Philippines’ foreign assets reached $109.082 billion as of end-February, higher than $108.673 billion in January, the Bangko Sentral ng Pilipinas (BSP) reported.

The gross international reserves or GIR, which are invested in foreign-issued securities, monetary gold, and foreign exchange, is 11.7 months of imports of goods and payments of services and primary income, and 9.5 times the country’s short-term external debt based on original maturity, and 5.4 times based on residual maturity.

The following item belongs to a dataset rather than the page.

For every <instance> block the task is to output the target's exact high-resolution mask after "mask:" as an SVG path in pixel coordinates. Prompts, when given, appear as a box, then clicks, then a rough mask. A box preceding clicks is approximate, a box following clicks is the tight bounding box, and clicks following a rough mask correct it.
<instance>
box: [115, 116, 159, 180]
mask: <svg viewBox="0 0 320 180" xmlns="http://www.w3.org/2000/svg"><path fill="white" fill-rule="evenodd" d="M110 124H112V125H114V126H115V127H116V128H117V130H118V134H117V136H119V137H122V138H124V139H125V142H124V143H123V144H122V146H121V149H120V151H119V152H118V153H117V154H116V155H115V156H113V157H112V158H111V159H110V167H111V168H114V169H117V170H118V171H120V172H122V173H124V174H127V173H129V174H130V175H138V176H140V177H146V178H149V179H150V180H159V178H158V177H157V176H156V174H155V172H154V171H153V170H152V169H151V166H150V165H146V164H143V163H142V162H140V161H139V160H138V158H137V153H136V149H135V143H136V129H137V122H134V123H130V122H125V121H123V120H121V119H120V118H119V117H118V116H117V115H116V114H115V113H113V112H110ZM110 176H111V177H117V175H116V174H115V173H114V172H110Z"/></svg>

Inflows from BSP’s foreign exchange operations and income from its investments abroad boost GIR. “These inflows were partly offset, however, by the revaluation adjustments from the BSP’s gold holdings due to the decrease in the price of gold in the international market and foreign currency withdrawals of the National Government from its deposits in the BSP to pay its foreign currency debt obligations,” said the BSP.

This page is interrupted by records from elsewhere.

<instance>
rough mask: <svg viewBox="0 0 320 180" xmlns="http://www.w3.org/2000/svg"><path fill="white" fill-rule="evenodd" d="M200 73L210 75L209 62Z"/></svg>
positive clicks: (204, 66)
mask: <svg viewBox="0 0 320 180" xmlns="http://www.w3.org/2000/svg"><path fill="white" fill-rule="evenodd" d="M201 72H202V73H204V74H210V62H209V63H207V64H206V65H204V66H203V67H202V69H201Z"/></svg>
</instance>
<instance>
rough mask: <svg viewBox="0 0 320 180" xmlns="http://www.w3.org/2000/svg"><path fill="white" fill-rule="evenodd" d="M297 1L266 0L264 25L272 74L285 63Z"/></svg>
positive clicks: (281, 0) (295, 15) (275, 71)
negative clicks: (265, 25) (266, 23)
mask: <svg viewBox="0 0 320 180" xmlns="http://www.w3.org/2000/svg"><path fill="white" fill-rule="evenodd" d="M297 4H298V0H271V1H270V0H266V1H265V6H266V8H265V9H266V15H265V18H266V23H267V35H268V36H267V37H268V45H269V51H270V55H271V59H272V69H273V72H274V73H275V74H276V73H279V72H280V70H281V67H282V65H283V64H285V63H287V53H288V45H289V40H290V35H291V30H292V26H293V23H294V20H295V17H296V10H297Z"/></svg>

BSP’s foreign investments amounted to $94.613 billion in February, up from the previous month’s $92.379 billion. Gold reserves were lower at $9.170 billion from $10.692 billion. GIR also includes BSP’s foreign exchange holdings of $3.251 billion.

The current GIR is $20.895 billion higher than same time in 2020 and $409 million more than what was reported in January 2021.

The level of GIR, as of a particular period, is considered adequate if it provides at least 100 percent cover for the payment of the country’s foreign liabilities, public and private, falling due within the immediate twelve-month period, said the BSP.

At current levels, the central bank considerz the GIR as “adequate external liquidity buffer” and will “cushion the domestic economy against external shocks”.